Bradley’s incentive for defeating Provodnikov was detailed to RingTV.com recently by Top Rank CEO Bob Arum.
Marquez is coming off December’s sixth-round stoppage of Pacquiao after having gone 0-2-1 in three previous fights against the eight-division titlewinner.
But Dunkin also includes pound-for-pound king and WBC welterweight beltholder Floyd Mayweather Jr. (43-0, 26 KOs) in the mix of potential targets for Bradley, should Mayweather get beyond a May 4 defense against Robert Guerrero (31-1-1, 18 KOs).
“If he gives the performance that I think that he’s going to give, and he really goes out and hammers this guy, then I think that people are going to say, ‘You know what? He is entertaining, and he is definitely one of the top three or four fighters in the world. He’s a threat to Mayweather, he’s a threat to anybody,'” said Dunkin.
“That’s where that’s headed, you know, who does he want to fight? He definitely wants to fight Mayweather and he definitely wants to rematch Pacquiao and he definitely wants to fight Marquez. I think that those are the three fights that Tim wants. Tim wants to do whatever he has to do in this fight, so that people will force those people to figth him.”
PETERSON SAYS MATTYSSE WOULD BE ‘NO PROBLEM’
Schaefer would also like to match Peterson, of Washington, D.C., against THE RING’s No. 1-rated 140-pounder Matthysse (33-2, 31 KOs), of Argentina, on the same card.
If Peterson-Matthysse happens, Peterson said he will have no problem with his opponent.
“I don’t think he’s going to pose any problems for me,” said Peterson, 29, who signed with Golden Boy in January, and ended a 14-month layoff with his eighth-round stoppage of Kendall Holt in February.
“A lot of times, if you’ve seen my recent fights, I always have to track somebody down. That doesn’t really give me a chance to really box. But I think that at this point, you know, if I fight Matthysse, it will give me a chance to do a little bit of boxing and to bang when I want to.”
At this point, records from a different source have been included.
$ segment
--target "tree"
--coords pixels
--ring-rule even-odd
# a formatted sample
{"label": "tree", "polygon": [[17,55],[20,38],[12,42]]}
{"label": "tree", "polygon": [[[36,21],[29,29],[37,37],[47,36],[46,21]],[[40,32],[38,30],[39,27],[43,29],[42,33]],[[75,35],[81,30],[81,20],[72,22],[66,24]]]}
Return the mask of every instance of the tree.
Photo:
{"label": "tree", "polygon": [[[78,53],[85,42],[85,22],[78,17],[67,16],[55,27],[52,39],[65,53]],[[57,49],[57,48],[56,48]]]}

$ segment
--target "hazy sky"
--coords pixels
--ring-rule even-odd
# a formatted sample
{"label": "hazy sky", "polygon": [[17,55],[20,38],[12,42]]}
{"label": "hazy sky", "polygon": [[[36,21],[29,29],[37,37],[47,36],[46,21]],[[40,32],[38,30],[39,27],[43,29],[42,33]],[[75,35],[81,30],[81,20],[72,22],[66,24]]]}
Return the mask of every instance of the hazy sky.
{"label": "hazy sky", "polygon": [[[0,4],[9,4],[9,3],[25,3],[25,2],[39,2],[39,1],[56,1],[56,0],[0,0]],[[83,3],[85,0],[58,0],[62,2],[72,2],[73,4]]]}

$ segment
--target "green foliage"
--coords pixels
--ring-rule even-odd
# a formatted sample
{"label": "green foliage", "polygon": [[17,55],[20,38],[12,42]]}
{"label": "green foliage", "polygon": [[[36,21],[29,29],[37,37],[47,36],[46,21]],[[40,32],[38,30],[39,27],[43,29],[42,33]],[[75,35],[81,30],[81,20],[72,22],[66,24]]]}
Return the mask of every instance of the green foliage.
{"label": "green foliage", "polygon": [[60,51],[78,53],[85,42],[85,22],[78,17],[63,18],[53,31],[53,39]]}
Peterson did not rule out a potential move into the 147-pound division in the future.
“It’s kind of like an up or down thing. Sometimes, I feel like I can’t make it any more. Sometimes I do get up to get my weight. One time, I did get up to 170 pounds, so sometimes it’s tough,” said Peterson.
“But for this camp, I was in the gym so long, the weight just seemed to be maintained at a certain point, and each time I made the weight, it seemed like I did it a little bit better. So I might be around for a while at 140.”
Peterson was stripped of the WBA’s version of his belt, which he also won from Khan in addition to the IBF, owing to a failed drug test last March of last year that was contractually administered at his choosing by the Voluntary Anti-Doping Association (VADA).
Peterson came up dirty for synthetic testosterone, which forced the cancelation of Peterson-Khan II. The IBF stuck by Peterson, however, after a review of his medical records by IBF-appointed doctors ruled that the testosterone levels discovered in Peterson were not at a level that would enhance his performance.
Peterson admitted to having a testosterone pellet surgically implanted into his hip by Las Vegas-based Dr. John Thompson on Nov. 12 — a month prior to facing Khan — after he was diagnosed with an abnormally low testosterone level.
The win over Holt has Peterson on the road to clearing his name, the fighter said.
“We’re going to continue to chip away at that. Right now, I think that I took a big step forward, but I think that I have more steps to take as far as clearing that up,” said Peterson.
“I got the victory, and I’m happy about that. I have to go and look at the tape and see how that went and how well I did. I know that I made some mistakes. Some things felt a little awkward in there. But maybe it was just Kendall’s style.”